The pretrained weights are placed in the folder pretrained_models
.
-
Visual Backbones
- R-50: please download from Detectron2 or OneDrive.
- Swin-L: please download from OneDrive, which is converted from Swin-Transformer.
-
Text Encoders
- BERT-base: please download from Hugging Face.
-
SAM
- SAM-H: please download form SAM.
After preparation, the folder structure should be like:
|- datasets/
|- detectron2/
|- projects/
| |- Uniref/
|- pretrained_models/
| |- R-50.pkl
| |- swin_large_patch4_window12_384_22k.pkl
| |- sam_vit_h_4b8939.pth
| |- bert-base-uncased/
...
We list the data for training and inference as following. The datasets in brackets ()

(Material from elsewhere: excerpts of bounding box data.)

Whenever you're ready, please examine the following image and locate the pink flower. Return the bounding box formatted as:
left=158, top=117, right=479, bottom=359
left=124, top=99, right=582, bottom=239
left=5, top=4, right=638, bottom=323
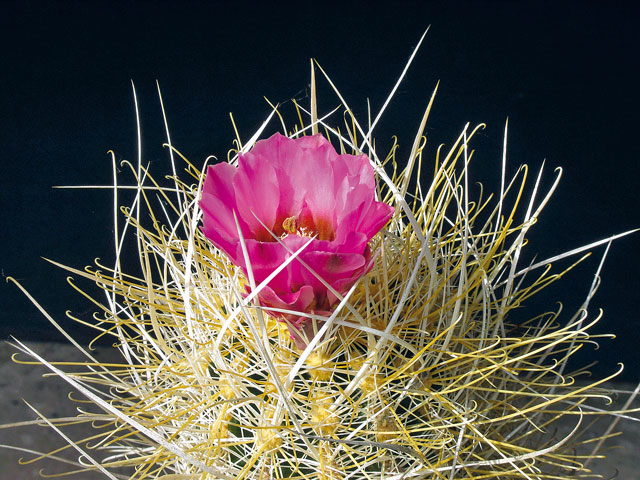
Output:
left=200, top=134, right=393, bottom=346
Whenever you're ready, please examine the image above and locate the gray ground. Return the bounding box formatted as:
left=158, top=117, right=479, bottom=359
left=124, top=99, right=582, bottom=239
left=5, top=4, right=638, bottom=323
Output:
left=0, top=343, right=640, bottom=480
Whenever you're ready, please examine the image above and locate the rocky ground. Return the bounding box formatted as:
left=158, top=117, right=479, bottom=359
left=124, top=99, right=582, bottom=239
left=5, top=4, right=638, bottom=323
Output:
left=0, top=343, right=640, bottom=480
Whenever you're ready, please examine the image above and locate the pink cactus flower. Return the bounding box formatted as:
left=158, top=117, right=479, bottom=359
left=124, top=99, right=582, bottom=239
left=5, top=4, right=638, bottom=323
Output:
left=200, top=133, right=394, bottom=348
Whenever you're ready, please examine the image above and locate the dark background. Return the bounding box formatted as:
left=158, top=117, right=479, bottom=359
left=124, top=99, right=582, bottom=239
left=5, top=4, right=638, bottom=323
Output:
left=0, top=1, right=640, bottom=381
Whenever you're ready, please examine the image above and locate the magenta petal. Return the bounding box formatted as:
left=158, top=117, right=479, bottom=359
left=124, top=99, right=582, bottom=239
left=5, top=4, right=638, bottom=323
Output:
left=258, top=285, right=315, bottom=313
left=300, top=252, right=365, bottom=292
left=200, top=134, right=394, bottom=346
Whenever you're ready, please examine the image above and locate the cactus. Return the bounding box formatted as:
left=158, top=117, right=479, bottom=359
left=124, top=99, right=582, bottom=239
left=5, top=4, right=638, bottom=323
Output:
left=6, top=39, right=636, bottom=480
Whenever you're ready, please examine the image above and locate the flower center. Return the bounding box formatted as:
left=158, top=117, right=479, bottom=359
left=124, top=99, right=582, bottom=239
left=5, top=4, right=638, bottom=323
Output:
left=282, top=216, right=334, bottom=240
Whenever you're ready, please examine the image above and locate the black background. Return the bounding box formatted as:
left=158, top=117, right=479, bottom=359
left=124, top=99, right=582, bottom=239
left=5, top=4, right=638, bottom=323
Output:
left=0, top=1, right=640, bottom=381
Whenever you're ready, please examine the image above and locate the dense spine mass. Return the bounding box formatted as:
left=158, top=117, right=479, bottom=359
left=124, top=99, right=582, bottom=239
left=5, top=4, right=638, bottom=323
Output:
left=8, top=50, right=632, bottom=480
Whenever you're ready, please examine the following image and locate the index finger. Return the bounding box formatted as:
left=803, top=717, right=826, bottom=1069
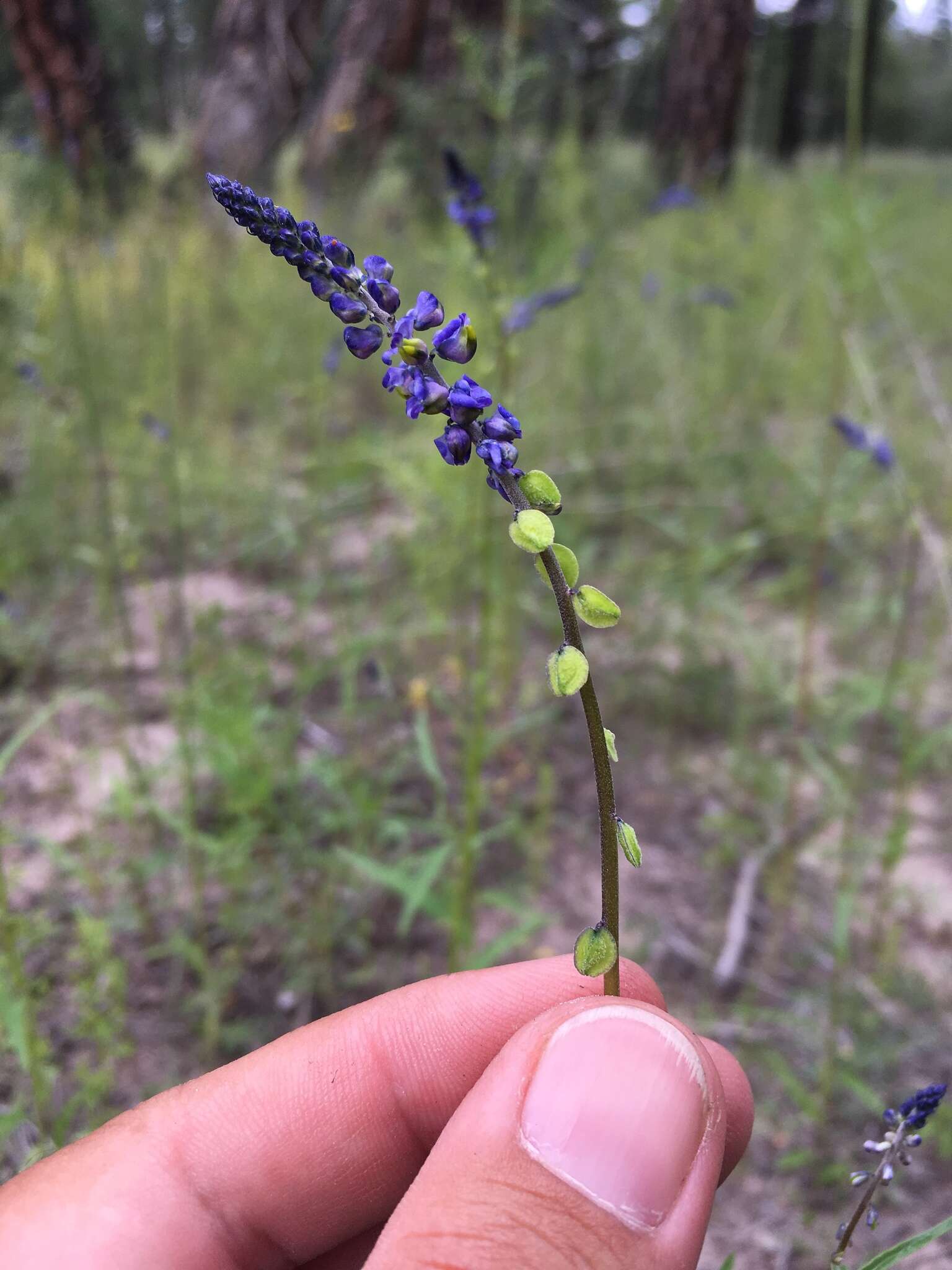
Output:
left=0, top=956, right=664, bottom=1270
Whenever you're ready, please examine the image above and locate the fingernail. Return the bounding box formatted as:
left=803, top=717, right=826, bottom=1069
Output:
left=522, top=1005, right=707, bottom=1229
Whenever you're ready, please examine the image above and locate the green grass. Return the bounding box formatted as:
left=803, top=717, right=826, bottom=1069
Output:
left=0, top=140, right=952, bottom=1268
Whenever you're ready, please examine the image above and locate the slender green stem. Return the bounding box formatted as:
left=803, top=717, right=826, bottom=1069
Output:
left=500, top=476, right=620, bottom=997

are only used for inference.
- Pretraining:
- Objects365
- Image-level Training
- DET: COCO2017
- RIS: RefCOCO/+/g
- FSS: FSS-1000
- Video-level Training
- RVOS: RefCOCO/+/g, Ref-Youtube-VOS, (Ref-DAVIS17)
- VOS: COCO2017, Youtube-VOS-19, LVOS, OVIS, (Youtube-VOS-18, DAVIS17, MOSE)
We mainly follow UNINEXT to prepare our data. We provide the preprocessed annotation files in OneDrive. If you are interested in the preprocessing, please see our conversion files.
The datasets are placed in the folder datasets
.
We provide the conversion file for downloading Objects365v2 images.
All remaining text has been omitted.